As can be seen in Table 3, the underperformance of the transformer model is non-uniform across tasks. Its worst result is on sentence segmentation (SENT-F), at only 56.8% of the baseline model’s performance. Dependency parsing shows the deepest gap (LAS at 66.8% of the baseline model), while POS tagging shows the smallest difference (88.1% of the baseline model). The weak overall results of the transformer model, therefore, seem to be a direct consequence of its performance on syntactic parsing and sentence segmentation.

Table 4 shows the standard deviations across metrics for the mean accuracy.

As is presented in Table 4, all models become more consistent as dataset size increases because standard deviations decrease. This indicates that more data not only improves performance but also makes performance more uniform across tasks. The transformer model has the highest standard deviations at larger dataset sizes. This highlights an uneven performance across tasks even with more data. This is in contradistinction to the pretrained model, which has the lowest standard deviations at the largest dataset size, which suggests that it achieves the most balanced performance across all metrics.

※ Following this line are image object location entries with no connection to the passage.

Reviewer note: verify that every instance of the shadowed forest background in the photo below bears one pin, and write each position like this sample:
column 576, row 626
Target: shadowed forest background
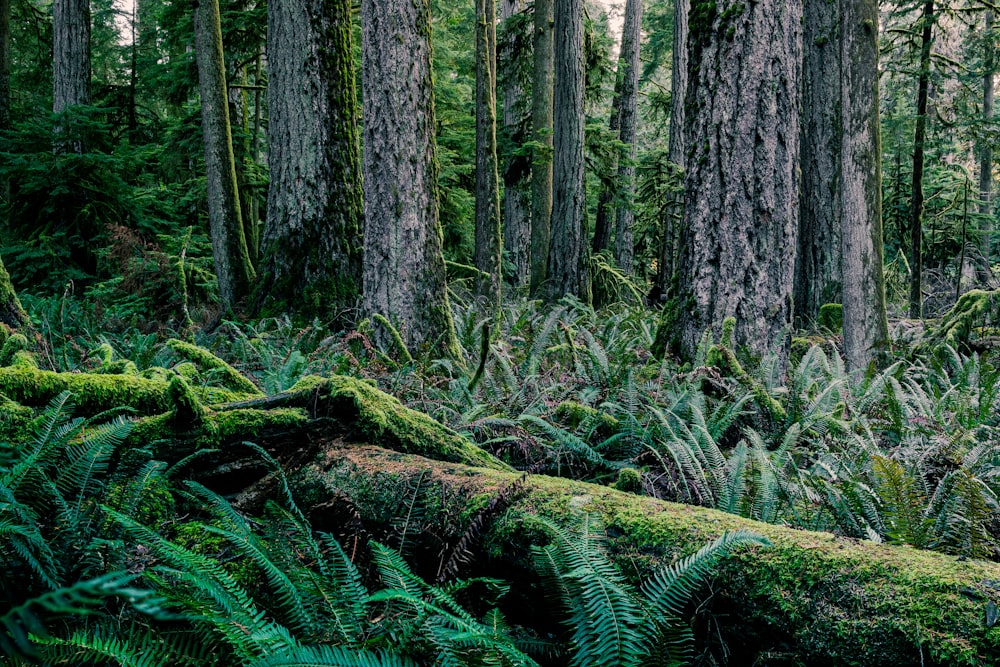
column 439, row 332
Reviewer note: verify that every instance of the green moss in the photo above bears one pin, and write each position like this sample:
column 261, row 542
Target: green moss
column 812, row 597
column 229, row 377
column 381, row 418
column 831, row 317
column 14, row 344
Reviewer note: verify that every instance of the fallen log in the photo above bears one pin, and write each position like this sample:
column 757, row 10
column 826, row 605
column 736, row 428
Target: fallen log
column 810, row 599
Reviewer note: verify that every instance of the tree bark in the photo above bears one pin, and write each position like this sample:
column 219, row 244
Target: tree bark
column 677, row 149
column 628, row 121
column 817, row 264
column 741, row 187
column 403, row 268
column 919, row 137
column 229, row 248
column 311, row 245
column 542, row 118
column 488, row 239
column 866, row 329
column 517, row 168
column 985, row 145
column 70, row 53
column 568, row 271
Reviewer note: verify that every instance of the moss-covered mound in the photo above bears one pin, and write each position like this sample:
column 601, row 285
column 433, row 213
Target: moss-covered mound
column 810, row 599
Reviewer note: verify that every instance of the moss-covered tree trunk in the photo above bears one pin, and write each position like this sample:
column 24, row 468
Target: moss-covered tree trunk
column 541, row 156
column 568, row 271
column 312, row 238
column 919, row 139
column 229, row 247
column 403, row 268
column 488, row 238
column 741, row 186
column 866, row 329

These remarks on the impact of dataset sizes add a new perspective to the main takeaway of this study, which underlines the adequacy for Old English parsing of the architecture based on the spaCy-based pipeline with pretraining on raw text. However, computational costs represent a crucial consideration alongside performance metrics when evaluating NLP architectures (Rae et al. 2021; Ding et al., 2023). As a matter of fact, the three architectures under analysis have profiles that require different computational resources. They are illustrated with respect to the 20,000-word dataset in Table 5.

The comparative analysis of the three models on the 20,000-word dataset presents distinct trade-offs between performance, resources, and practicality. The pretrained model delivers the highest overall accuracy and requires moderately increased computational resources (1-2× training time, 2× cloud computing costs). This improvement is particularly pronounced in syntactic tasks. The baseline model offers excelent efficiency because it consumes minimal resources but achieves solid performance (79.88% average), making it the most accessible option for resource-constrained environments. This is in contrast to the transformer model, which clearly underperforms both alternatives (62.30% average, 17.58 percentage points below baseline) despite demanding higher computational resources (5-10× longer training time, 70-90% slower inference).

For future applications, the pretrained approach represents the optimal balance between accuracy and efficiency for most tasks, particularly when both performance and computational viability matter. However, the strong performance-to-cost ratio of the baseline model makes it an attractive alternative, especially for basic NLP tasks with limited resources. This advantage becomes even more outstanding when working with larger datasets, where simpler models with sufficient data can approach the performance of more complex models. For under-resourced languages or strict computational constraints, the simpler pipeline might be preferable despite its slightly lower accuracy. The transformer model´s combination of poor performance and high resource demands makes it unsuitable for this particular NLP task.

5. Conclusions

This study provides insights into the automatic parsing of Old English within the UD framework. Through comprehensive evaluation of three pipeline architectures across four dataset sizes, we have identified effective approaches for processing historical language data.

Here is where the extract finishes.